According to custom ... [Mitt Romney's overseas 'grand tour' is] not a time to air political laundry abroad. So, the partisan back-and-forth ... is likely to subside somewhat while Romney jaunts to London, Israel and Poland on his seven-day trip.
Let us scurry past the observation's opening redundancy and go straight to its expired justification.
For contemporary conservatives, "custom" isn't what it used to be. Custom was once something to be followed and honored; custom was a fundamental element of what makes us socially stable; custom was the glue with which we could hold today's occasional chaos together for the next generation's more orderly benefit. Custom was traditionalism, and traditionalism was conservatism, and by these one could know Republicanism.
That's gone, it's all gone--shattered by Republican pols' Nietzschean will to power, which has had to accept a few modifications to customary Republicanism, such as the nixing of political decency and the wholesale discarding of truth and truth-telling.
Paul Krugman has never pretended to understand our politics better than his economics, but over the weekend he made a political observation that was so profoundly true, it bears repeating:
I really don’t think there’s been anything like this in American political history: a presidential campaign, with a pretty good chance of winning, that is based entirely on cynical lies about what the sitting president has said.

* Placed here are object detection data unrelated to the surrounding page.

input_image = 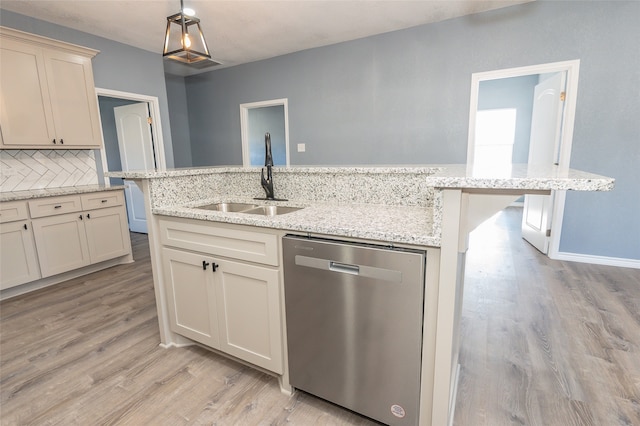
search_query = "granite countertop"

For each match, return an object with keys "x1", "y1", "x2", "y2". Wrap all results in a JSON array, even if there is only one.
[
  {"x1": 105, "y1": 165, "x2": 444, "y2": 179},
  {"x1": 426, "y1": 164, "x2": 614, "y2": 191},
  {"x1": 153, "y1": 198, "x2": 440, "y2": 247},
  {"x1": 109, "y1": 164, "x2": 614, "y2": 247},
  {"x1": 0, "y1": 185, "x2": 124, "y2": 202}
]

Last month I wrote much the same--and I do know our politics better than Krugman's economics:
[T]here is something qualitatively different here. No one has ever "done it" like the Romney campaign; even throughout the heretofore most vicious presidential campaigns of, say, 1800 or 1828 or 1860, there were at least some elements of truthful reality in the wildest charges of monarchism or militarism and adulterous bigamy or violently unwanted government encroachment.
But this is new. What the Romney campaign's doing is staggeringly, venomously fresh. No one has ever done it before--not in America, anyway.
"Custom" be damned.
Does that point to an uneventful, noncontroversial overseas trip by Romney?
The custom also used to be that politics ends at the country's borders. Another item which has gone totally by the wayside with the modern Republican Party. Anybody who critized Bush's actions in Iraq was automatically accused of treason and wanting to see American servicemen die.
Yet Cantor can meet with the Israeli government and promise Congress (meaning the Republicans) will thwart any moves by the Obama administration that could be seen in any way to be anti-Israel. Romney can lie about what the Australian Foreign Minister said as you mentioned in your last post.
When Obama went to Europe and spoke before throngs of admiring Germans, etc. he did not say one word against any of Bush's policies. He kept that for domestic consumption. Yet I am quite confident, Romney will say something newsworthy and totally false while overseas.
And if he was elected, anybody who spoke out against his foreign policies would, once again be branded a traitor.